# Ungraded Lab: Group and Filter

## 📋 Overview 
Welcome to this hands-on lab where you'll expand your knowledge of SQL queries using the BookCycle database. Building on your previous experience with basic queries, you'll now learn to group and filter data using GROUP BY and HAVING clauses. These powerful tools will help you summarize information and extract meaningful insights from large datasets.
As a data analyst at BookCycle, your task is to help the management team understand sales patterns across different store locations. By mastering these techniques, you'll be able to provide valuable insights that can drive business decisions.

## 🎯 Learning Outcomes
By the end of this lab, you will be able to:

- Use GROUP BY clauses to summarize data based on specific criteria
- Apply aggregate functions like COUNT, SUM, and AVG with GROUP BY
- Implement HAVING clauses to filter groups based on aggregate conditions
- Write complex queries that combine GROUP BY and HAVING to extract meaningful insights

## 📚 Dataset Information
We'll be working with the 'transactions' table from the BookCycle database. This table contains information about book sales across different store locations, including transaction details, customer information, and sales data.


## 🖥️ Activities

### Activity 1: Setting Up and Basic Grouping 

Before we begin complex grouping, let's set up our environment and start with a simple GROUP BY query.

<b>Step 1:</b> Import the necessary libraries and connect to the database:

In [1]:
import sqlite3
import pandas as pd

# Setting up the database. DO NOT edit the code given below
from db_setup import setup_database
setup_database() 

✅ Database setup complete: Tables created and populated with data!


In [2]:
# Connect to the SQLite database
conn = sqlite3.connect('bookcycle.db')

# Function to execute SQL queries and display results
def run_query(query):
    return pd.read_sql_query(query, conn)

<b>Step 2:</b> Let's start by counting the number of transactions for each store location:

In [3]:
query = """
SELECT store_location, COUNT(*) as transaction_count
FROM transactions
GROUP BY store_location;
"""

result = run_query(query)
display(result)

Unnamed: 0,store_location,transaction_count
0,Downtown,24
1,Suburban,26
2,University,50


 <b>💡 Tip:</b> The GROUP BY clause groups rows that have the same values in specified columns into summary rows.

<b>Step 3: Try it yourself:</b> Write a query to find the total sales (sum of sale_price) for each payment method:

In [None]:
query = """
<YOUR CODE HERE>
"""

result = run_query(query)
display(result)

### Activity 2: Using Multiple Aggregate Functions 

Often, we need to calculate multiple aggregates for each group. Let's explore how to do this.

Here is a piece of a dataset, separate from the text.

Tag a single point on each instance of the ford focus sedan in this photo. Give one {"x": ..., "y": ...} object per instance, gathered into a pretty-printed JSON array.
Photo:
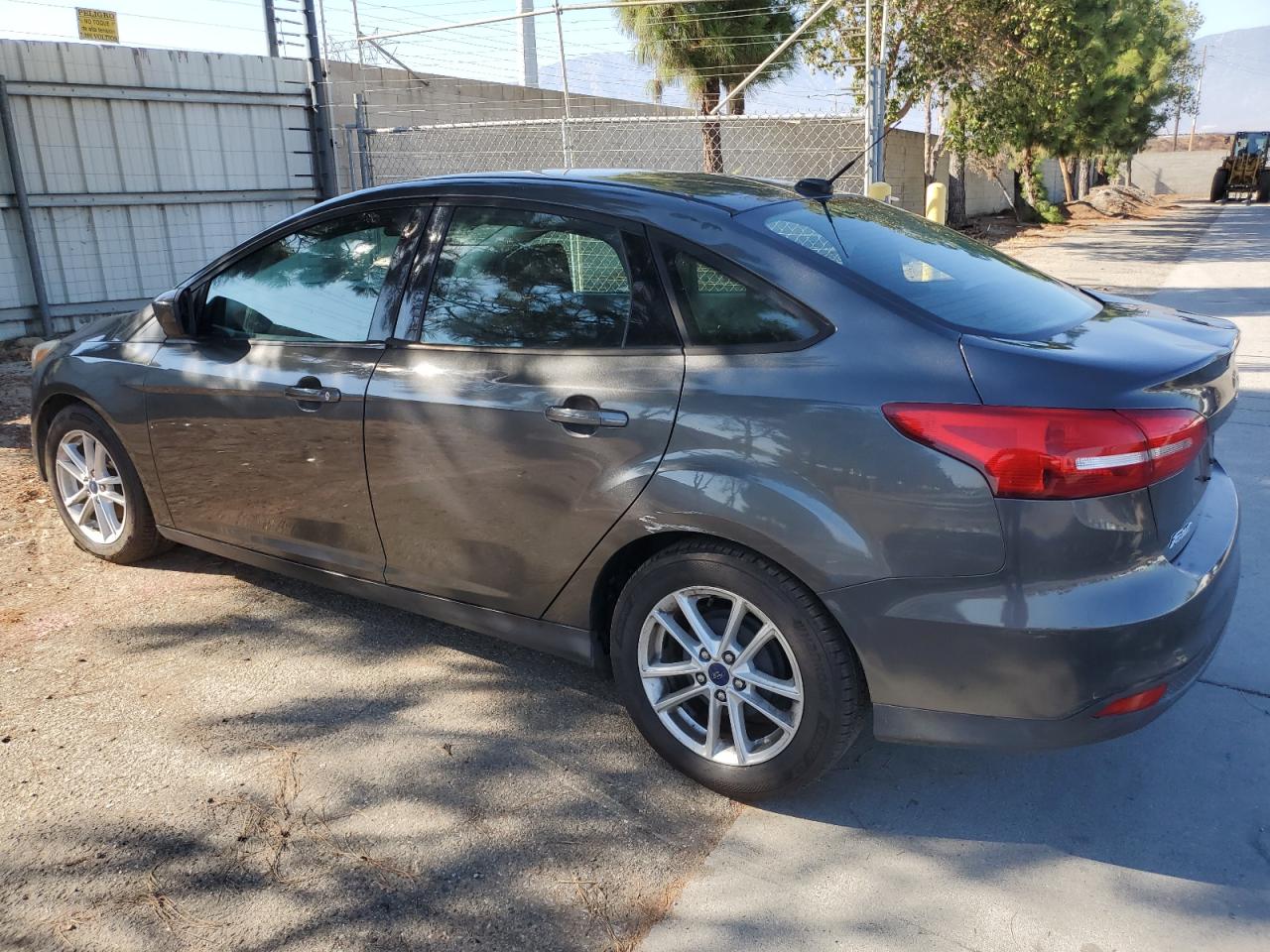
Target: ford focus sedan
[{"x": 779, "y": 462}]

<b>Step 1:</b> Let's calculate the total sales, average sale price, and number of transactions for each store location:

In [4]:
query = """
SELECT 
    store_location,
    SUM(sale_price) as total_sales,
    AVG(sale_price) as avg_sale_price,
    COUNT(*) as transaction_count
FROM transactions
GROUP BY store_location;

"""

result = run_query(query)
display(result)

Unnamed: 0,store_location,total_sales,avg_sale_price,transaction_count
0,Downtown,241.76,10.073333,24
1,Suburban,286.74,11.028462,26
2,University,586.5,11.73,50


 <b>💡 Tip:</b> You can use multiple aggregate functions in a single GROUP BY query.

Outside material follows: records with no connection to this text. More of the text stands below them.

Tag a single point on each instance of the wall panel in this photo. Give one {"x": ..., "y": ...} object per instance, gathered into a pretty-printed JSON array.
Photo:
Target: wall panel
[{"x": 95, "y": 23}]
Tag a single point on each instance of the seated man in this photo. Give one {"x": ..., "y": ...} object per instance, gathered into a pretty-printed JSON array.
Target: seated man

<b>Step 2: Try it yourself:</b> Write a query to find the minimum, maximum, and average sale price for each payment method:

In [None]:
query = """
<YOUR CODE HERE>
"""

result = run_query(query)
display(result)

### Activity 3: Filtering Groups with HAVING 

Sometimes we need to filter groups based on aggregate values. This is where the HAVING clause comes in handy.

<b>Step 1:</b> Let's find store locations with more than 10 transactions:

In [5]:
query = """
SELECT 
    store_location,
    COUNT(*) as transaction_count
FROM transactions
GROUP BY store_location
HAVING transaction_count > 10;
"""

result = run_query(query)
display(result)

Unnamed: 0,store_location,transaction_count
0,Downtown,24
1,Suburban,26
2,University,50


 <b>💡 Tip:</b> HAVING is used to filter groups, while WHERE filters individual rows before grouping.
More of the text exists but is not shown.